Applying Wildcard Cert to Caddy

SysAdmin · September 14, 2018, 6:12pm

explain what you are trying to do
I’m trying to use my wildcard cert with Caddy, installed with Snap.
show what you have already tried,
I have installed Rocket Chat via Snap and Caddy via Snap.
I followed the directions from
Auto SSL with Snaps - Rocket.Chat Docs and now just need to apply my certs. I have the cert download from my provider and the key was exported from a windows server.
include error messages and log output,
I’m not sure what location to place the certs and how to configure to work with HTTPS
and link to any relevant resources.
Auto SSL with Snaps - Rocket.Chat Docs

Thank you in advance!

Whitestrake · September 15, 2018, 4:49pm

Put them anywhere on your file system that is secure.

Refer to that location when you declare your cert and key with the tls directive.

Don’t forget to set your ports and HTTP->S upgrade redirection explicitly; bringing your own keys disables Automatic HTTPS, which usually takes care of this for you.

SysAdmin · September 17, 2018, 7:29pm

Thank you for the help. I’m pretty new to this, do you know what I would use for the tls command? Also, does it matter what the cert format is? .pem .cer, etc.?

For the https can I just disable iptables?

Whitestrake · September 18, 2018, 2:07am

The documentation for the TLS directive explains how to specify your cert/key and what format they should take.

https://caddyserver.com/docs/tls

I would not recommend disabling iptables. If you’re not comfortable manipulating iptables directly, consider installing ufw.

SysAdmin · September 24, 2018, 4:32pm

Can you explain how to check this? I can’t find anything.

Also, can you look at how I have it in the Caddy file and see if it’s correct?

Caddyfile

Thank you!

Whitestrake · September 24, 2018, 11:52pm

Not much to check, you’d know if you had configured it already.

The Automatic HTTPS feature does a few things for you, namely:

By default, Caddy will bind to ports 80 and 443 to serve HTTPS and redirect HTTP to HTTPS.

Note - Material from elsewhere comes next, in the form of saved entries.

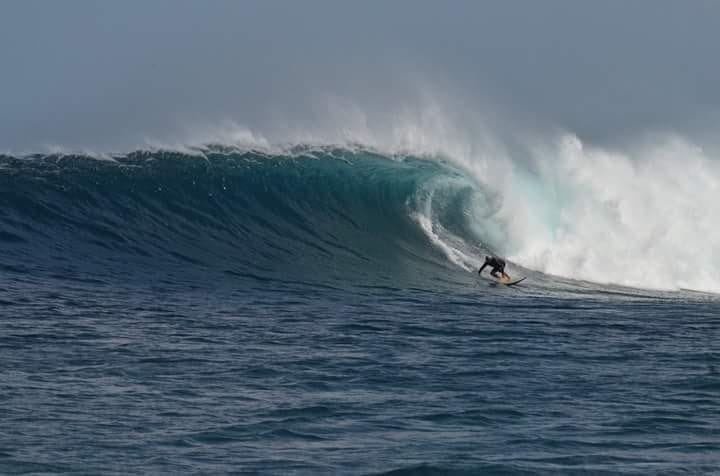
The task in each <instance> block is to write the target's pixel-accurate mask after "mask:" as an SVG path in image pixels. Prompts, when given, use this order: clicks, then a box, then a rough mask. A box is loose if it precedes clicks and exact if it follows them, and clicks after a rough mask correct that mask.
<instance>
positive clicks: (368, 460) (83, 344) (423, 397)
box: [0, 124, 720, 475]
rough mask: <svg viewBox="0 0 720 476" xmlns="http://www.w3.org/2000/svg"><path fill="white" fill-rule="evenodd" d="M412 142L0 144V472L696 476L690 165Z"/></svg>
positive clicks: (705, 205)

– Automatic HTTPS — Caddy Documentation

But it only does this if you aren’t providing your own cert/key:

Caddy automatically enables HTTPS for all your sites, given that some reasonable criteria are met:

[…]

Certificates and keys are not provided by you

– Automatic HTTPS — Caddy Documentation

Since you are providing your own cert, the site will be served over HTTPS on port 2015 by default instead.

If you want to change that so Caddy serves HTTP on port 80 and HTTPS on port 443, you’ll need to specify the scheme/port. You can do that in the site label:

https://caddyserver.com/docs/http-caddyfile#addresses

And if you want to redirect HTTP traffic to upgrade them to HTTPS, you’ll need to add a redirect to your HTTP site pointing to the HTTPS site:

https://caddyserver.com/docs/redir

SysAdmin · September 28, 2018, 11:22pm

Thank you again for all the information but after a lot of time spent trying to figure it out, I just decided to go with Nginx. Do you know how I can uninstall/completely remove Caddy?

Thank you

Whitestrake · September 29, 2018, 8:39am

Depends on how you installed it and ran it - normally, it’s a single binary, and it places certificate data in $CADDYPATH (defaults to ~/.caddy). So:

Delete the caddy binary
Delete the Caddyfile you were using
Delete the $CADDYPATH

And there won’t be any trace left of Caddy on your system.

SysAdmin · October 4, 2018, 3:44pm

I installed with Snap. Would that be a different install?

Whitestrake · October 4, 2018, 11:38pm

Refer to Snap documentation.

Getting started | Snapcraft documentation
https://docs.snapcraft.io/reference/snap-command

system · January 2, 2019, 11:50pm

This topic was automatically closed 90 days after the last reply. New replies are no longer allowed.